What is Compounding Interest?
Compounding interest is interest that accrues on your loan principal – the original amount you financed – and then more interest is calculated based on the new loan principal each time interest compounds. The lender determines how this type of interest compounds daily, monthly, or annually.
The more frequently interest compounds, the more you’ll pay over the loan term. For this reason, it’s crucial to make loan and credit card payments on time, every time – to avoid paying unnecessary interest and late fees.
Compounding Interest vs. Simple Interest
There are two types of interest: simple and compounding. The difference is how they are calculated.
Simple interest uses a straightforward calculation; it takes the loan principal – the amount you borrowed – and multiplies it against the interest rate over the loan term.
- For example, a $10,000 loan with 7.5% simple interest over five years would cost you $3,750 in interest. Remember that this doesn’t reflect the cost of taxes or loan fees.
Compounding interest is trickier because the interest builds on any accumulated interest.
- Using the example above, assuming you make your loan payments on time each month, you’ll pay less interest over the loan term: $2,022.77. However, if you miss one or more payments, the interest you’ll pay quickly builds. Missing payments on more complex loans results in paying interest on your loan principal and any accrued interest. So, you end up paying more interest on the loan.
Best Ways to Maximize Savings Using Compounding Interest
While these are great examples of how compounding interest works with loans, we want to focus on how to turn that interest in your favor and maximize your savings.

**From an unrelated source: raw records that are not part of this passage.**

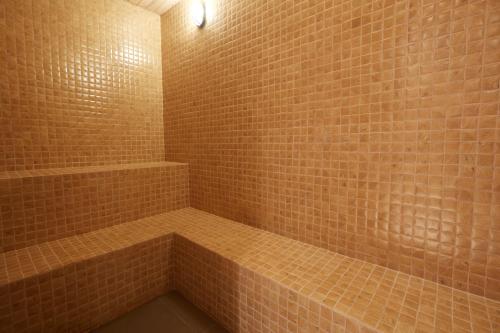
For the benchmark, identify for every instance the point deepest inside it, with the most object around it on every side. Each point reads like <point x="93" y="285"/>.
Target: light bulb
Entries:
<point x="198" y="13"/>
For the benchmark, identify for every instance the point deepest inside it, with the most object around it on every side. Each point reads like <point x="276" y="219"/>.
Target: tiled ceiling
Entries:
<point x="156" y="6"/>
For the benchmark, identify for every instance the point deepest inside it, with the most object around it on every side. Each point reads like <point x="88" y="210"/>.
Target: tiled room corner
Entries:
<point x="250" y="166"/>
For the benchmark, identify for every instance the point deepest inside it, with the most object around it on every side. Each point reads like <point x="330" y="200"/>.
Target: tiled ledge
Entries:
<point x="42" y="205"/>
<point x="81" y="170"/>
<point x="370" y="297"/>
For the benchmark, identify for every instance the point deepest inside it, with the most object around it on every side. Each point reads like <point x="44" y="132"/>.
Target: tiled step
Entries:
<point x="42" y="205"/>
<point x="248" y="279"/>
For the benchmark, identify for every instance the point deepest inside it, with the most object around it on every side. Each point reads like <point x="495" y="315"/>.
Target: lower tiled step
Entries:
<point x="247" y="279"/>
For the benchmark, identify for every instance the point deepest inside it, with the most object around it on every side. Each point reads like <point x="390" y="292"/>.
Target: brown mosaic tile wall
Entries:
<point x="243" y="301"/>
<point x="370" y="128"/>
<point x="86" y="294"/>
<point x="81" y="84"/>
<point x="42" y="205"/>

It’s time to show you how your money can work harder for you instead of you working harder for money. There are four easy ways to accomplish this: savings account, money market account, certificate of deposit, or treasury bond.
1. Savings and Money Market Accounts
Savings and money market accounts work similarly. The difference between the two from an interest rate perspective is that money market accounts tend to earn a higher interest yield than regular savings accounts.

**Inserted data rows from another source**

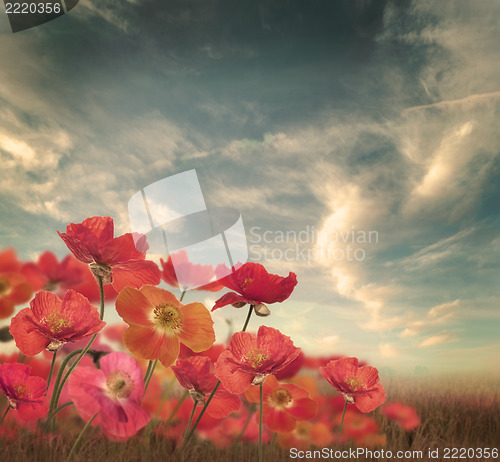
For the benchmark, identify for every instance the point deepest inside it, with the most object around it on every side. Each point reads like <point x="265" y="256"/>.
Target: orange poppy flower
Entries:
<point x="159" y="322"/>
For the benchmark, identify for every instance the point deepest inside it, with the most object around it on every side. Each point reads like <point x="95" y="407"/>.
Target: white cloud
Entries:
<point x="388" y="350"/>
<point x="438" y="339"/>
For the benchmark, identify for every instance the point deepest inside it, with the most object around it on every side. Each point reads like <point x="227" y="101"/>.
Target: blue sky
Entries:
<point x="331" y="118"/>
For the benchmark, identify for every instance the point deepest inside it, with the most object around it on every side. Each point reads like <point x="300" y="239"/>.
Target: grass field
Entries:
<point x="456" y="412"/>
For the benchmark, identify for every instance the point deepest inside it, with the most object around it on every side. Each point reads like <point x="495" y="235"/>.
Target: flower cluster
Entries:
<point x="258" y="384"/>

Earning compound interest on your savings is calculated based on the amount in your account. Interest generally compounds daily, and the yields are added to your account monthly. The more money you have in your account each month, the more interest you earn.
2. Certificates of Deposit
Certificates of deposit are fun when you really want to watch your money grow. They earn significantly more interest than savings and money market accounts. Make no mistake; having a savings account is essential. But adding one or more CDs will supercharge your savings faster and help you build wealth.
Remember that interest rates fluctuate, so today’s rates might change tomorrow or next week. We sometimes offer special promotional rates for CDs, too. So, watch for those and take advantage of them.
3. Treasury Bonds
Unlike savings accounts, money market accounts, and CDs, treasury bonds are a type of investment. But they do earn compound interest, which gives you a higher overall return on your investment.
Treasury bonds are a long-term investment, meaning they earn interest as they mature, which usually takes 10 years or more depending on the bond. However, unlike other investments such as stocks and mutual funds, treasury bonds are one of the safest investments available because you’ll have the full faith and credit of the U.S. government backing them.
The Final Word
You can use compounding interest to grow your wealth with the different savings vehicles mentioned above. You’ll earn more money over time by reinvesting the accrued interest into your savings.
Whether your goal is to build your net worth or save for retirement, compounding interest is a powerful tool to supercharge your savings, allowing your money to work harder for you.